All this is fine and good, but the thing that left me befuddled is how someone looked at this:

And thought this:

"Hey, look at that sturgeon! I bet his bladder would make my beer super clear!"

Even allowing for the fact that much of what we know about topics such as medicine and longstanding popular commercial products (Dr. Pepper was once a patent medicine) was the result of old-timey people saying "I wonder what this does. Death? Okay, then let's not do it quite like that anymore. How about when I do this?", getting from a fish to its bladder to use of said bladder in clarifying beer seemed like a huge leap. Like how many other things were people dumping in beer before they got around to thinking of drying a fish's bladder and then tossing it into beer?

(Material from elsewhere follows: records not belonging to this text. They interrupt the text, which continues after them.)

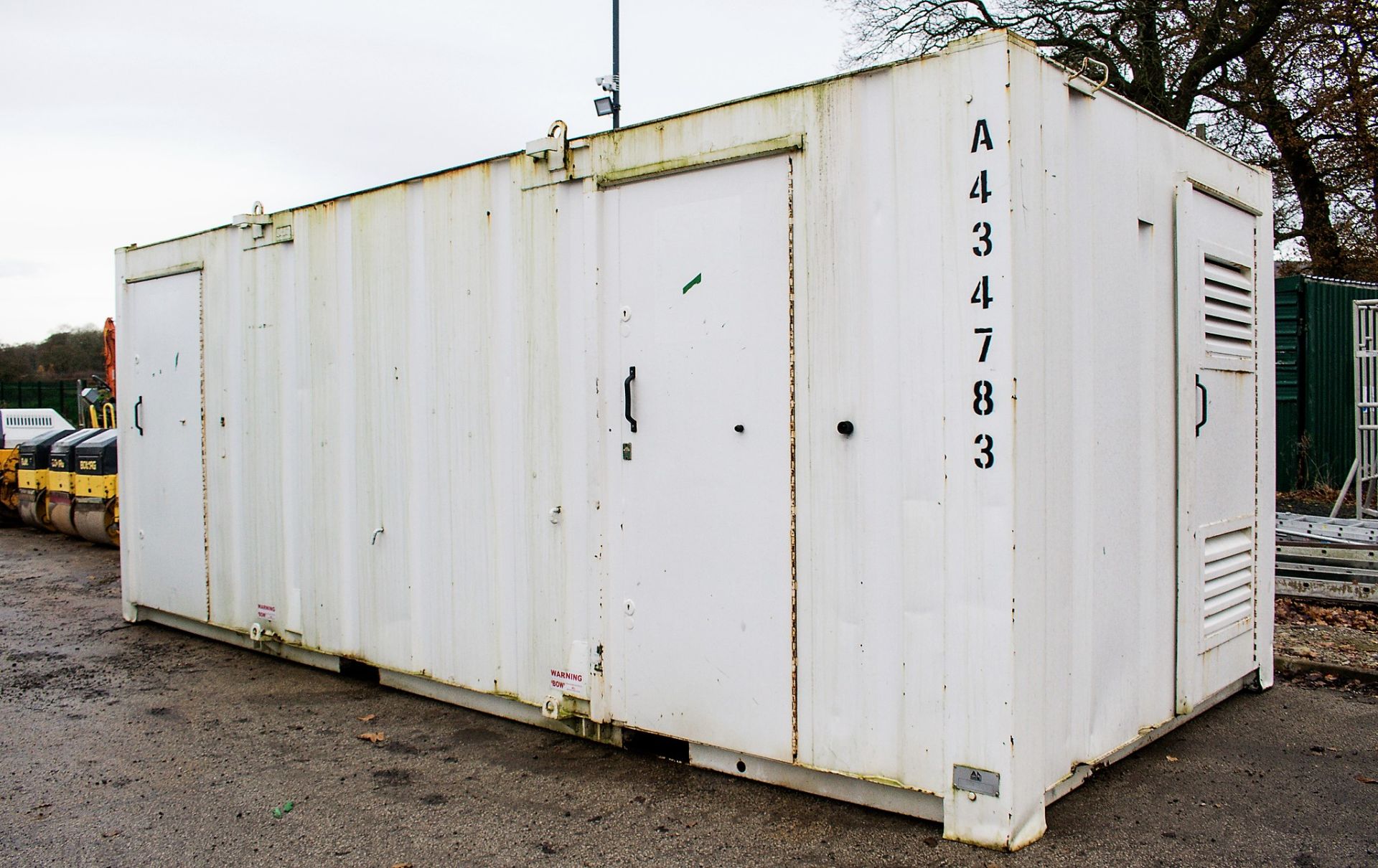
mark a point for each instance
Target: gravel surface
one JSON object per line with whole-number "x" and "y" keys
{"x": 1334, "y": 636}
{"x": 141, "y": 746}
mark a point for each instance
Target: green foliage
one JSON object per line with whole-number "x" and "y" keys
{"x": 67, "y": 354}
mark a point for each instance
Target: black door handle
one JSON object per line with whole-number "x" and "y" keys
{"x": 1202, "y": 423}
{"x": 626, "y": 397}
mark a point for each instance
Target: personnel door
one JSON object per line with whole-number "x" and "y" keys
{"x": 702, "y": 582}
{"x": 1217, "y": 542}
{"x": 161, "y": 488}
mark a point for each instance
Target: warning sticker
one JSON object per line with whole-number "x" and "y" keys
{"x": 569, "y": 684}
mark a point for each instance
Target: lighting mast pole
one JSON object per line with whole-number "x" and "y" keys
{"x": 617, "y": 70}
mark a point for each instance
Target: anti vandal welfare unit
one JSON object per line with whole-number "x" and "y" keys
{"x": 894, "y": 437}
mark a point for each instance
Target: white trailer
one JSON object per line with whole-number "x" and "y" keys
{"x": 900, "y": 437}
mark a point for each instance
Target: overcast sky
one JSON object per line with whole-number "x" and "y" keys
{"x": 138, "y": 121}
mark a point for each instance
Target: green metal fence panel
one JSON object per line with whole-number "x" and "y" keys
{"x": 1290, "y": 452}
{"x": 54, "y": 395}
{"x": 1316, "y": 379}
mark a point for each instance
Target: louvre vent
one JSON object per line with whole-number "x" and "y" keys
{"x": 1229, "y": 309}
{"x": 1229, "y": 579}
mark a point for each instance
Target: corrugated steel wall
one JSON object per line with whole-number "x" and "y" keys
{"x": 1316, "y": 379}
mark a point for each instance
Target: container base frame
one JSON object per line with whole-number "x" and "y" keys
{"x": 828, "y": 784}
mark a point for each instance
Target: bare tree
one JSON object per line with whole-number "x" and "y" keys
{"x": 1162, "y": 55}
{"x": 1290, "y": 85}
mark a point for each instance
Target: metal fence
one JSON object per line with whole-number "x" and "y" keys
{"x": 1316, "y": 379}
{"x": 55, "y": 395}
{"x": 1366, "y": 408}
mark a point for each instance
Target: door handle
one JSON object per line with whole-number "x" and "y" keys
{"x": 1202, "y": 423}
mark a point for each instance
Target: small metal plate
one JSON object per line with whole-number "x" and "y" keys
{"x": 976, "y": 780}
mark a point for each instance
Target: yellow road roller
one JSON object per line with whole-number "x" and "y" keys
{"x": 18, "y": 426}
{"x": 97, "y": 489}
{"x": 34, "y": 480}
{"x": 62, "y": 470}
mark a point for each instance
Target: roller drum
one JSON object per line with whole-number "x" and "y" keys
{"x": 60, "y": 513}
{"x": 97, "y": 521}
{"x": 34, "y": 509}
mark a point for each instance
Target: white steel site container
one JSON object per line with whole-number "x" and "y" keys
{"x": 950, "y": 382}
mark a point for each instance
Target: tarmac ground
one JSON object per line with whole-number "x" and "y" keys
{"x": 134, "y": 745}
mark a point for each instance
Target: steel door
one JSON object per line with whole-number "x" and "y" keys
{"x": 703, "y": 573}
{"x": 161, "y": 484}
{"x": 1217, "y": 458}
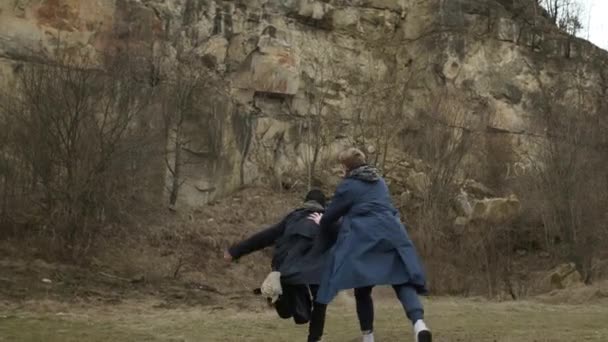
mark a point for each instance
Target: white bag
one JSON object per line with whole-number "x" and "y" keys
{"x": 271, "y": 287}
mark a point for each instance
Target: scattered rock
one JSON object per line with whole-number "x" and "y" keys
{"x": 419, "y": 182}
{"x": 463, "y": 206}
{"x": 496, "y": 210}
{"x": 477, "y": 189}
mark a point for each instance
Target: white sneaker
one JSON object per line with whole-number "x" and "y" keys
{"x": 422, "y": 332}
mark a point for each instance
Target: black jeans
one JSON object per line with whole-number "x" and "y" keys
{"x": 365, "y": 305}
{"x": 317, "y": 319}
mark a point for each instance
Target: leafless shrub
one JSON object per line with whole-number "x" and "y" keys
{"x": 73, "y": 130}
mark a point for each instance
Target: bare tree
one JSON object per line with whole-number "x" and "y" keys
{"x": 187, "y": 94}
{"x": 70, "y": 127}
{"x": 571, "y": 172}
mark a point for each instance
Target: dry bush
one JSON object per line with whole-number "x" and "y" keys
{"x": 190, "y": 93}
{"x": 571, "y": 184}
{"x": 79, "y": 138}
{"x": 447, "y": 135}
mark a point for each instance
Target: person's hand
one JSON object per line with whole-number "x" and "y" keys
{"x": 316, "y": 217}
{"x": 227, "y": 256}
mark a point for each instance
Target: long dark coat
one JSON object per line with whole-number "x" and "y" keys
{"x": 300, "y": 250}
{"x": 372, "y": 246}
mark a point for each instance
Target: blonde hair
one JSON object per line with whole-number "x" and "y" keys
{"x": 352, "y": 158}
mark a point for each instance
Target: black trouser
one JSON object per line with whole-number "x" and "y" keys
{"x": 298, "y": 302}
{"x": 317, "y": 319}
{"x": 365, "y": 305}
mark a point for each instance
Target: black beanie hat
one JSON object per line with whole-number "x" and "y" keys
{"x": 317, "y": 196}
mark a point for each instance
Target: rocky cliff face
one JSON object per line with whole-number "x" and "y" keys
{"x": 289, "y": 60}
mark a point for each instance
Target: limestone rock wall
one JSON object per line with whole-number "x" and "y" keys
{"x": 278, "y": 55}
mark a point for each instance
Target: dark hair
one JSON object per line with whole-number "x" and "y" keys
{"x": 317, "y": 196}
{"x": 352, "y": 158}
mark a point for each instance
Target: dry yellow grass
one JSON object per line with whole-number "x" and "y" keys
{"x": 452, "y": 320}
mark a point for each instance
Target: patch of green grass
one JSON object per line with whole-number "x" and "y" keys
{"x": 451, "y": 319}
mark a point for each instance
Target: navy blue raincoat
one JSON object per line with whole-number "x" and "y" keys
{"x": 372, "y": 246}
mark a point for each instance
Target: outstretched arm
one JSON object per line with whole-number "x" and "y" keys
{"x": 260, "y": 240}
{"x": 339, "y": 206}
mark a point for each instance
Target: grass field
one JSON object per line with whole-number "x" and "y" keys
{"x": 451, "y": 319}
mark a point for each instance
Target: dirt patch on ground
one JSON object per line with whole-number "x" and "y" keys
{"x": 175, "y": 256}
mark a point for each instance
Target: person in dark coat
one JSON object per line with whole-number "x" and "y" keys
{"x": 372, "y": 247}
{"x": 299, "y": 255}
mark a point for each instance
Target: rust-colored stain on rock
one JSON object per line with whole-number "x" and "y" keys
{"x": 286, "y": 59}
{"x": 59, "y": 14}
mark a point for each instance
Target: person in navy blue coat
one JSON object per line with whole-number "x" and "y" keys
{"x": 372, "y": 247}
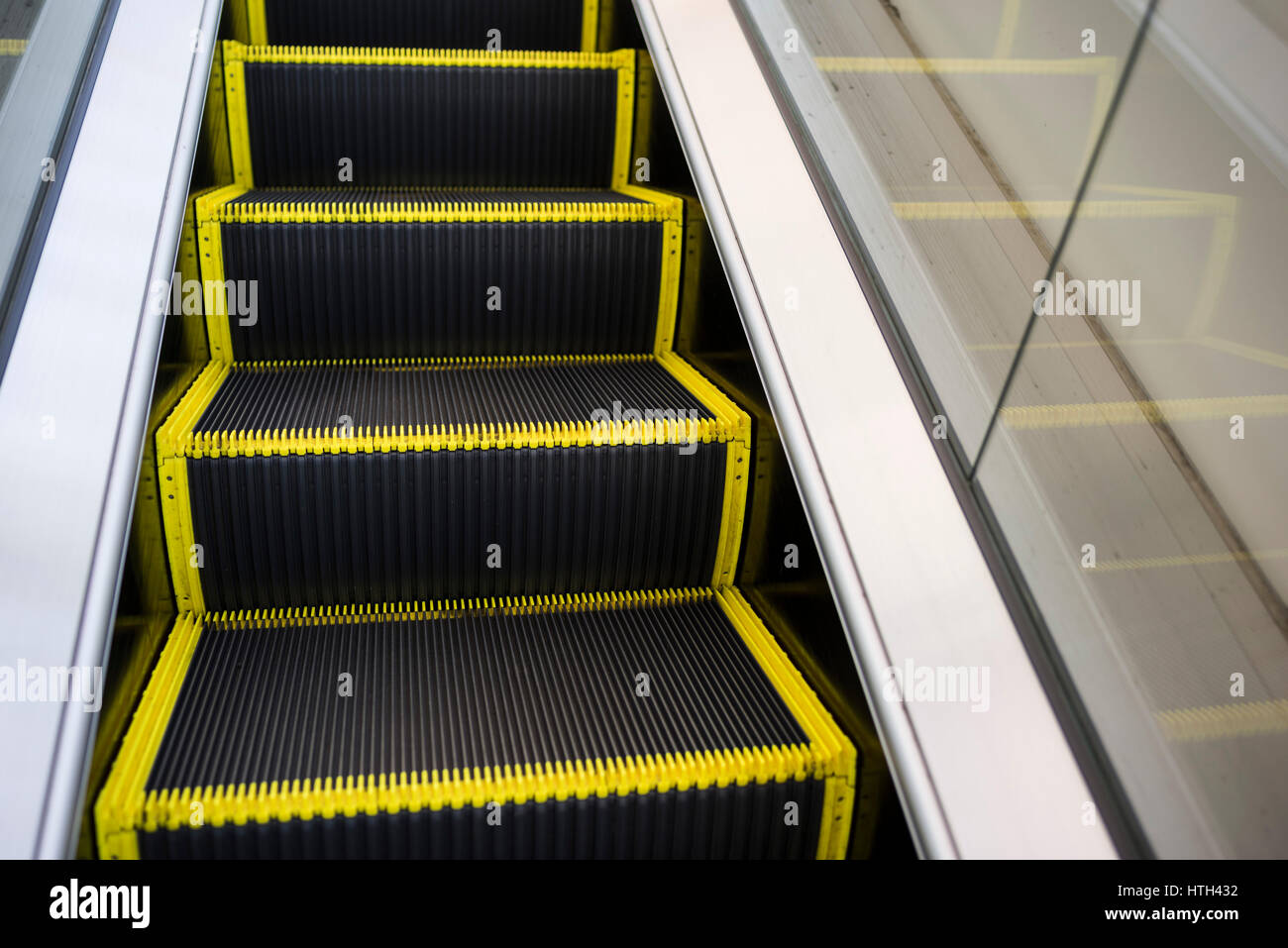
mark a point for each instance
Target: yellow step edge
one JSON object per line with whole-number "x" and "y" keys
{"x": 178, "y": 443}
{"x": 833, "y": 756}
{"x": 125, "y": 807}
{"x": 726, "y": 421}
{"x": 250, "y": 22}
{"x": 395, "y": 55}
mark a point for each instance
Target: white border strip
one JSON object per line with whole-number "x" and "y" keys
{"x": 75, "y": 397}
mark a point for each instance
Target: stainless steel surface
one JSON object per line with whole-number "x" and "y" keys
{"x": 75, "y": 397}
{"x": 33, "y": 111}
{"x": 909, "y": 576}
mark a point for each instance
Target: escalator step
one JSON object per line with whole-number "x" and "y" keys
{"x": 416, "y": 272}
{"x": 305, "y": 116}
{"x": 320, "y": 483}
{"x": 665, "y": 724}
{"x": 443, "y": 24}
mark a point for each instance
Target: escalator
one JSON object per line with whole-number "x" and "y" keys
{"x": 454, "y": 517}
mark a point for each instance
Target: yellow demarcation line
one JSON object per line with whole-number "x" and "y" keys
{"x": 1220, "y": 721}
{"x": 833, "y": 755}
{"x": 237, "y": 54}
{"x": 217, "y": 209}
{"x": 125, "y": 807}
{"x": 1198, "y": 559}
{"x": 1073, "y": 65}
{"x": 1094, "y": 414}
{"x": 178, "y": 443}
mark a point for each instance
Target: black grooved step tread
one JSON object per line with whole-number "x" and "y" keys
{"x": 348, "y": 196}
{"x": 734, "y": 822}
{"x": 267, "y": 398}
{"x": 438, "y": 125}
{"x": 566, "y": 272}
{"x": 342, "y": 483}
{"x": 465, "y": 690}
{"x": 432, "y": 24}
{"x": 662, "y": 723}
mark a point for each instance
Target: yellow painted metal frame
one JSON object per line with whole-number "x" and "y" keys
{"x": 214, "y": 209}
{"x": 211, "y": 257}
{"x": 257, "y": 22}
{"x": 237, "y": 54}
{"x": 176, "y": 443}
{"x": 250, "y": 25}
{"x": 125, "y": 807}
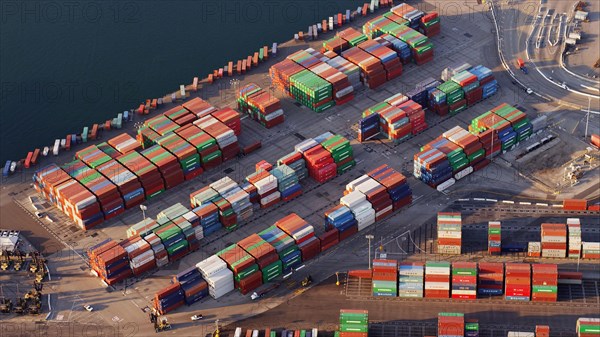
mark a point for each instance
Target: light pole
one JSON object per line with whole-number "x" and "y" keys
{"x": 587, "y": 120}
{"x": 143, "y": 208}
{"x": 369, "y": 237}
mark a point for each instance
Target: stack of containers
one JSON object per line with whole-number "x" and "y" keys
{"x": 341, "y": 151}
{"x": 161, "y": 124}
{"x": 385, "y": 278}
{"x": 437, "y": 279}
{"x": 160, "y": 253}
{"x": 449, "y": 233}
{"x": 230, "y": 118}
{"x": 79, "y": 204}
{"x": 217, "y": 275}
{"x": 92, "y": 156}
{"x": 265, "y": 255}
{"x": 235, "y": 196}
{"x": 403, "y": 50}
{"x": 296, "y": 227}
{"x": 310, "y": 248}
{"x": 430, "y": 24}
{"x": 287, "y": 182}
{"x": 208, "y": 215}
{"x": 376, "y": 195}
{"x": 342, "y": 89}
{"x": 336, "y": 44}
{"x": 368, "y": 127}
{"x": 534, "y": 249}
{"x": 373, "y": 73}
{"x": 411, "y": 281}
{"x": 146, "y": 136}
{"x": 487, "y": 82}
{"x": 172, "y": 238}
{"x": 260, "y": 105}
{"x": 266, "y": 186}
{"x": 341, "y": 220}
{"x": 169, "y": 299}
{"x": 320, "y": 164}
{"x": 454, "y": 98}
{"x": 223, "y": 134}
{"x": 451, "y": 324}
{"x": 105, "y": 191}
{"x": 432, "y": 167}
{"x": 109, "y": 150}
{"x": 397, "y": 187}
{"x": 590, "y": 250}
{"x": 194, "y": 287}
{"x": 167, "y": 165}
{"x": 284, "y": 245}
{"x": 246, "y": 273}
{"x": 199, "y": 107}
{"x": 179, "y": 115}
{"x": 362, "y": 209}
{"x": 542, "y": 331}
{"x": 544, "y": 283}
{"x": 109, "y": 261}
{"x": 353, "y": 36}
{"x": 347, "y": 68}
{"x": 185, "y": 153}
{"x": 147, "y": 173}
{"x": 281, "y": 73}
{"x": 416, "y": 115}
{"x": 354, "y": 323}
{"x": 205, "y": 144}
{"x": 387, "y": 57}
{"x": 490, "y": 120}
{"x": 472, "y": 328}
{"x": 469, "y": 143}
{"x": 464, "y": 280}
{"x": 517, "y": 281}
{"x": 470, "y": 85}
{"x": 311, "y": 90}
{"x": 296, "y": 162}
{"x": 142, "y": 228}
{"x": 518, "y": 120}
{"x": 494, "y": 237}
{"x": 574, "y": 227}
{"x": 588, "y": 327}
{"x": 140, "y": 254}
{"x": 554, "y": 240}
{"x": 491, "y": 278}
{"x": 124, "y": 143}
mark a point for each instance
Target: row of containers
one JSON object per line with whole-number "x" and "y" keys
{"x": 322, "y": 79}
{"x": 260, "y": 105}
{"x": 222, "y": 204}
{"x": 459, "y": 152}
{"x": 466, "y": 280}
{"x": 107, "y": 178}
{"x": 454, "y": 324}
{"x": 340, "y": 19}
{"x": 266, "y": 255}
{"x": 563, "y": 241}
{"x": 403, "y": 115}
{"x": 353, "y": 323}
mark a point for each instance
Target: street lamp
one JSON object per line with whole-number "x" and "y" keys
{"x": 369, "y": 237}
{"x": 143, "y": 208}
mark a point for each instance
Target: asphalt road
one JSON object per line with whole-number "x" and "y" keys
{"x": 516, "y": 21}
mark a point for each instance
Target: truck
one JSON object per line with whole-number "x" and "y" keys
{"x": 521, "y": 65}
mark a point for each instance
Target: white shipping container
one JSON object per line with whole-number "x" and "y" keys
{"x": 437, "y": 285}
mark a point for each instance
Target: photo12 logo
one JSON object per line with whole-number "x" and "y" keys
{"x": 61, "y": 12}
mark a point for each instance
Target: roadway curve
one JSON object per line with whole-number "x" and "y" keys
{"x": 518, "y": 31}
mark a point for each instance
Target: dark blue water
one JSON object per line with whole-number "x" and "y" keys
{"x": 68, "y": 64}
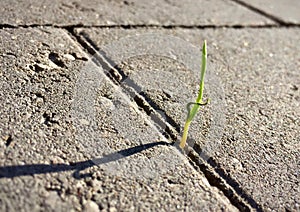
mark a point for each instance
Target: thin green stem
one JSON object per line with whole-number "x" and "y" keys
{"x": 195, "y": 108}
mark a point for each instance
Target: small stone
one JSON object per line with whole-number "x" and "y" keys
{"x": 69, "y": 57}
{"x": 91, "y": 206}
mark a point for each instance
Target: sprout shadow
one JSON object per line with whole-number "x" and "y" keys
{"x": 31, "y": 169}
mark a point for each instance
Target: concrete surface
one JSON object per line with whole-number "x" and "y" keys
{"x": 79, "y": 135}
{"x": 39, "y": 149}
{"x": 106, "y": 13}
{"x": 286, "y": 11}
{"x": 262, "y": 101}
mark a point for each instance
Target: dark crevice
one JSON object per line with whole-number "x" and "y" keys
{"x": 279, "y": 23}
{"x": 215, "y": 175}
{"x": 215, "y": 178}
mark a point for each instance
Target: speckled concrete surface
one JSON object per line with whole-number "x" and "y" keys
{"x": 77, "y": 137}
{"x": 106, "y": 13}
{"x": 44, "y": 166}
{"x": 259, "y": 70}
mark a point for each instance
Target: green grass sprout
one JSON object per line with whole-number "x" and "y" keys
{"x": 196, "y": 105}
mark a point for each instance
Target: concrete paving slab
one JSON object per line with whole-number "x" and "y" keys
{"x": 107, "y": 13}
{"x": 259, "y": 69}
{"x": 285, "y": 11}
{"x": 43, "y": 163}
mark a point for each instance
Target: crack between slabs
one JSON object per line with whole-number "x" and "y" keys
{"x": 279, "y": 24}
{"x": 213, "y": 172}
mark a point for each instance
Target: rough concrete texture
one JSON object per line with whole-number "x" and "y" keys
{"x": 259, "y": 69}
{"x": 45, "y": 162}
{"x": 284, "y": 10}
{"x": 63, "y": 12}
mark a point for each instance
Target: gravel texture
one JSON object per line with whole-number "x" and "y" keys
{"x": 107, "y": 13}
{"x": 259, "y": 71}
{"x": 48, "y": 163}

In researching the history of isinglass, I didn't have much luck in finding a definitive beginning to the use of isinglass as a clarifying agent in beer. I learned that, in the heyday of "I wonder what this does," the United States sent isinglass to the Berlin Fishery Exposition (sort of like a fish-centric World's Fair) in 1880 and touted its use as a fining agent, glue, and (gross) food. A lot of the information I found presented isinglass like this thing that had just always been around and in use. I was simultaneously becoming frustrated and even more curious. As I read more about isinglass, I tried to deduce from what I was learning where its use possibly could have started.

Finally, I found the "answer" for which I had been digging and had an Occam's razor moment. although in today's parlance it's probably more appropriately called a "Duh, yeah, that makes sense" moment. Although when isinglass began to be used in beer is speculative (hence why I wasn't finding anything), the hypothesis is that a fisherman at some point used the swim bladder of a large sturgeon to store his beer, much like wine was stored in animal skins, and the acidity of the beer (beer was acidic for a very long time because fermentation wasn't understood until relatively recently) caused some of the collagen to dissolve. Once dissolved, as we junior scientists know, the collagen clarified the beer. 

At last! We have our answer. 

One very last note about isinglass before we go: isinglass pops up in the news/social media every once in awhile for its use in beer and whether beers that have been clarified with isinglass are "safe" for vegetarians and vegans. You may recall that I'm a vegetarian* (see my standard vegetarian disclaimer I always include below), so this has been somewhat of a concern for me in the past and has previously led to me avoiding beers like Guinness. However, at least one study has shown that the levels of isinglass remaining in individually packaged (i.e. bottled and canned) beer is below the level of quantification and the levels of isinglass remaining in bulk packaged (i.e. casks and kegs) is slightly higher, but not significant. Thus, if you are a vegetarian or vegan, you can probably rest easy that you are not ingesting fish when you're drinking beer that has been clarified with isinglass, despite what Facebook memes and clickbait tell you.

 

*Because I’ve had a lifetime of being asked the same questions about being a vegetarian, here is a list of answers to your questions, titled Standard Questions Every Vegetarian Gets Asked By Everyone: I’ve been a vegetarian since I was 12-years-old. I’m sure I had a noble, 12-year-old reason for doing so. No, I don’t eat fish. Yes, I eat cheese. Yes, I eat eggs but not usually by themselves because I don’t care for the taste. No, I’m not a vegan. Yes, my husband eats meat. No, I don’t cook it for him, but only because I don’t know how to cook meat well and he does, not because I judge him for eating meat. No, it doesn’t bother me when people eat meat in front of me. Also, I don’t need to hear how you could probably be a vegetarian because you “don’t really eat that much meat” – it’s a personal choice and I don’t care whether you eat meat or not.